Hagel makes first Afghan trip as defense chief
KABUL (Reuters) - Chuck Hagel arrived in Afghanistan on Friday for his first trip abroad as defense secretary, seeking to make his own assessment of America's longest war as it enters its final stretch.
Hagel said he would meet U.S. commanders and troops, and hold talks with Afghan President Hamid Karzai, whose recent orders to curtail U.S. military activity underscore an often tense relationship with the 66,000 American forces there.
Hagel praised the sacrifices of American troops in Afghanistan.
"As I begin my time as secretary of defense, I look forward to hearing from you, seeing this war from your vantage point and working to make sure you get what you need to finish the fight and come home safe," he said.
Hagel said it was his first trip to Afghanistan since a mid-2008 visit with then-Senator Barack Obama during Obama's campaign for the presidency. Obama, a Democrat, forged a close bond with Hagel, a Republican, and remarked later that summer that the two agreed on almost "every item" of foreign policy.
That included the Iraq war. Hagel was an early Republican critic of the Iraq war, angering party allies in the Senate. They fiercely opposed his nomination to become Obama's defense chief but lacked the votes to stop it.
Hagel was confirmed on February 26 and was sworn into office the next day.
Hagel's advice may help shape some of Obama's most lasting decisions in Afghanistan, notably how large a residual mission to keep there once NATO wraps up its combat mission at the end of next year and the vast majority of foreign forces go home.

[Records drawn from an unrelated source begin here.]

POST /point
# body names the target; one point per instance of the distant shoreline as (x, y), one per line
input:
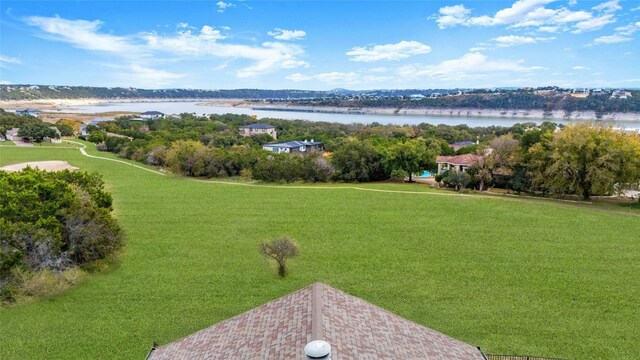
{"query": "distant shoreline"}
(59, 105)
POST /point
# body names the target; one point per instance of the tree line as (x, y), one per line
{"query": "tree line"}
(52, 223)
(524, 157)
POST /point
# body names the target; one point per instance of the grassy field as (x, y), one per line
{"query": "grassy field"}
(512, 276)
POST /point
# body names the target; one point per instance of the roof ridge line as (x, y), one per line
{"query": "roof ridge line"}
(316, 311)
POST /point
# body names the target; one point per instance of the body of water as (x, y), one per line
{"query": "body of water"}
(170, 107)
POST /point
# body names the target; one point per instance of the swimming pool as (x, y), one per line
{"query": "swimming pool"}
(426, 174)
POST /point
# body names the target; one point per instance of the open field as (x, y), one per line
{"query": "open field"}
(512, 276)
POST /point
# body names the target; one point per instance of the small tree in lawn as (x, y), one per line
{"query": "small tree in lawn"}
(280, 250)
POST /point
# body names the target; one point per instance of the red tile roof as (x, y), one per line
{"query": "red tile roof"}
(281, 328)
(465, 159)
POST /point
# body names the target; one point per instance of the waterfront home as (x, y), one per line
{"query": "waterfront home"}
(56, 139)
(317, 322)
(294, 147)
(580, 93)
(459, 145)
(151, 115)
(12, 134)
(258, 129)
(28, 112)
(620, 94)
(458, 162)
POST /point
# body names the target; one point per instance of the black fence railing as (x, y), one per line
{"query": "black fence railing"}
(517, 357)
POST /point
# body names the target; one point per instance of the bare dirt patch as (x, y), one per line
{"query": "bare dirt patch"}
(53, 165)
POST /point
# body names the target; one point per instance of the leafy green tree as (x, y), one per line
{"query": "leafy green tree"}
(97, 137)
(280, 250)
(592, 160)
(458, 179)
(357, 160)
(50, 221)
(410, 157)
(36, 132)
(65, 129)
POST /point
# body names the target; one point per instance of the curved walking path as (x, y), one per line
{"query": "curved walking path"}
(83, 152)
(572, 203)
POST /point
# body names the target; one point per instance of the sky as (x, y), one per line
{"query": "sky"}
(321, 45)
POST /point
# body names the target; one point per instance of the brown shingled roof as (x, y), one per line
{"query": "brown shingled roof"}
(281, 328)
(465, 159)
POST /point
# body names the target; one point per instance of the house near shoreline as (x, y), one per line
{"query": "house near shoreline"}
(12, 134)
(28, 112)
(258, 129)
(620, 94)
(294, 147)
(317, 322)
(459, 145)
(458, 162)
(94, 122)
(151, 115)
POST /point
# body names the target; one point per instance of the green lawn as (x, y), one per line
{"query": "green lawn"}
(512, 276)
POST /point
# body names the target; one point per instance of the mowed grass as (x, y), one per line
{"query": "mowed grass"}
(515, 277)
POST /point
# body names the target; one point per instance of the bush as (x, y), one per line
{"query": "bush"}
(51, 222)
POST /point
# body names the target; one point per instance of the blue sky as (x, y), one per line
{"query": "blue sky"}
(230, 44)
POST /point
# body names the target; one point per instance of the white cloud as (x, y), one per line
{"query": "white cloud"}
(514, 40)
(282, 34)
(82, 34)
(532, 14)
(335, 77)
(222, 6)
(388, 52)
(9, 60)
(622, 34)
(469, 66)
(145, 76)
(378, 70)
(612, 39)
(549, 29)
(593, 24)
(149, 48)
(451, 16)
(609, 6)
(628, 29)
(297, 77)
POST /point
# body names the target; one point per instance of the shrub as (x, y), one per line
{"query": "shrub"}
(51, 222)
(280, 250)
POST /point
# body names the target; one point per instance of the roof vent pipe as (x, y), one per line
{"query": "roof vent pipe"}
(318, 349)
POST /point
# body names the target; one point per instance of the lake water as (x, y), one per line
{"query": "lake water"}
(170, 107)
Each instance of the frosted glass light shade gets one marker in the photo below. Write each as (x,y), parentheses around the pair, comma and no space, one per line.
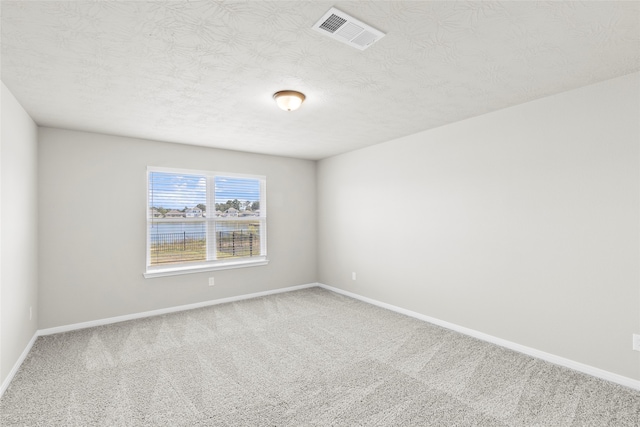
(289,100)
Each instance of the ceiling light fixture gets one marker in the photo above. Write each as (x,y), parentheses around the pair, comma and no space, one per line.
(289,100)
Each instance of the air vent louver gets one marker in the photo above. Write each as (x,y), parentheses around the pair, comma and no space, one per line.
(342,27)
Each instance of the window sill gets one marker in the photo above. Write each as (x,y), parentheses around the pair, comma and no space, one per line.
(177,271)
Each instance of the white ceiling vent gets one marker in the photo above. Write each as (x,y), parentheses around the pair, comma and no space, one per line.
(347,29)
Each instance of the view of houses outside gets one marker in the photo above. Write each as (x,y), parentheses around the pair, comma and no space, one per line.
(178,218)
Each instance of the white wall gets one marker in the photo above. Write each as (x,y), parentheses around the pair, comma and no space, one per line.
(92,193)
(522,224)
(18,222)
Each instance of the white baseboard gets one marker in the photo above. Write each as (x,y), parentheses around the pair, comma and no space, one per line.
(99,322)
(16,366)
(133,316)
(557,360)
(552,358)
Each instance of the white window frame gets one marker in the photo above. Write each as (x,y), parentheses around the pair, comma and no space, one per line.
(211,264)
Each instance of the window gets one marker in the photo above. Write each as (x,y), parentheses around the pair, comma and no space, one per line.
(199,221)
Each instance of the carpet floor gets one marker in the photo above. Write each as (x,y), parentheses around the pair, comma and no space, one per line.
(302,358)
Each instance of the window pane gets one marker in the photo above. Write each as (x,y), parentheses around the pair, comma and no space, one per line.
(237,239)
(175,242)
(176,196)
(237,197)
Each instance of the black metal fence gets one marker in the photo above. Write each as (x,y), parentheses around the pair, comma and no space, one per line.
(237,243)
(192,246)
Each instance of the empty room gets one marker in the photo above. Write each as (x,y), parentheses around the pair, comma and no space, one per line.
(310,213)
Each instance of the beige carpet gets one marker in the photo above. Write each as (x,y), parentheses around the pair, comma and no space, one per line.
(304,358)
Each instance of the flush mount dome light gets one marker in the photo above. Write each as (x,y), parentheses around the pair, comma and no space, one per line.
(289,100)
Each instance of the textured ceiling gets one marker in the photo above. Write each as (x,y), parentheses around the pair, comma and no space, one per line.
(203,72)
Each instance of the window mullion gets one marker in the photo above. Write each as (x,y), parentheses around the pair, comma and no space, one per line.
(211,214)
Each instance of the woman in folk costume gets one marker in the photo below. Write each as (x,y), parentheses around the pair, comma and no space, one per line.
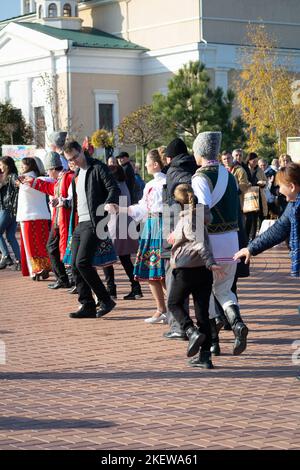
(33,215)
(149,266)
(58,189)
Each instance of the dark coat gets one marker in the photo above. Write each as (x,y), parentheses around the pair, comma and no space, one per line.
(275,234)
(181,170)
(101,188)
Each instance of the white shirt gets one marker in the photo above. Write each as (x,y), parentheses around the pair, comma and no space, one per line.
(224,245)
(82,205)
(152,198)
(32,204)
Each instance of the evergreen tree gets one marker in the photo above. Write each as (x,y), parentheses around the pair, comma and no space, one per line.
(191,106)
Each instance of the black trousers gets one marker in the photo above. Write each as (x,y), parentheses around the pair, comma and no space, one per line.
(84,244)
(58,266)
(198,282)
(128,268)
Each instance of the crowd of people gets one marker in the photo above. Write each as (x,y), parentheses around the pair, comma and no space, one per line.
(191,230)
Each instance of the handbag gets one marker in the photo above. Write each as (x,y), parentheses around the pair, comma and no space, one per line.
(251,200)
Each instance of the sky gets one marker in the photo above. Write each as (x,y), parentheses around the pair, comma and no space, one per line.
(10,8)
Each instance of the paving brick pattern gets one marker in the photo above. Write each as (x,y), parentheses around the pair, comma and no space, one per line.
(115,383)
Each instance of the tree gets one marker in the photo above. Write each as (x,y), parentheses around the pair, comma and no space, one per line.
(191,106)
(13,127)
(265,92)
(141,128)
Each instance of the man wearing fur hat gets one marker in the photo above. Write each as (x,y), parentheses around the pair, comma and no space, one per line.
(215,187)
(57,142)
(58,237)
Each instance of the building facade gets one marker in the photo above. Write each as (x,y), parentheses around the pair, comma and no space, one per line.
(81,65)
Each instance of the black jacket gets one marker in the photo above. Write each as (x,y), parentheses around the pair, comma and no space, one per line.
(100,188)
(181,170)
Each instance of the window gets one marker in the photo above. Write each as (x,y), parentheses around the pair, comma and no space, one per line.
(106,109)
(106,116)
(52,11)
(39,126)
(67,9)
(26,7)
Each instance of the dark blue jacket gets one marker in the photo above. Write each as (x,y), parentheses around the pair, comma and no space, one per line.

"I need to better understand what's going on," Hagel told reporters as he flew to Kabul on the unannounced visit, adding his goal was to "make my own assessment and listen to our commanders".
On Tuesday, the outgoing head of the U.S. military's Central Command, General James Mattis, disclosed that he recommended keeping 13,600 American troops in Afghanistan - above the range of troop levels U.S. officials have said were being considered by the White House and discussed by NATO defense chiefs last month.
"I think it is important, General Mattis - all of our commanders - have an opportunity for their input. The president wants that, needs that, welcomes that," Hagel said, without disclosing his own thinking. He said Obama had not made a final decision.
Obama last month announced the withdrawal of 34,000 American troops - about half the total - by early next year. Officials also have outlined the expected pace of the withdrawal through next April.
Hagel, a decorated Vietnam veteran with shrapnel wounds in his chest, played down links between Vietnam and the grinding, counter-insurgency battle in Afghanistan. Despite 11 years of fighting and significant gains in Afghanistan, the Taliban remains resilient and enjoys safe havens across the border in Pakistan.
"As to the parallels to Vietnam, there are always parallels to any war," Hagel said.
Talking in broad terms about the end of the U.S. combat mission, Hagel remarked at one point to reporters: "It was never the intention of the United States to stay in Afghanistan indefinitely."
He added that did not mean the residual U.S. force after 2014, whatever size that would be, was not also significant - pointing to lasting U.S. military contingents in Europe, South Korea and Japan. But the role of the U.S. mission would change as Afghans take charge of their security.
"If you look at the role that we've had for the past 12 years as the lead combatant in Afghanistan, that's a totally different role than what we're transitioning into," Hagel said.
Asked about how the war would end, Hagel said: "I think we are transitioning in a way that gives the Afghan people a very hopeful future."
Hagel's visit to Kabul comes after Karzai has taken steps to limit U.S. military activities. On February 13, a NATO air strike requested by Afghan forces killed 10 people - including five children and four women - in the eastern province of Kunar, prompting Karzai to ban his troops from requesting foreign air strikes.
Two weeks later he halted all special forces operations in the central province of Wardak after a series of allegations involving U.S. special forces soldiers and Afghan men said to be working with them.
Asked whether limits on U.S. operations would be discussed with Karzai, Hagel said: "I look forward to talking with the president about many issues. And that, certainly, I'm sure will be one of them."
Hagel, in his message to troops, said he believed putting Afghans in full control of their country's security by the end of next year was a "clear and achievable" goal.
"We are still at war, and many of you will continue to experience the ugly reality of combat and the heat of battle."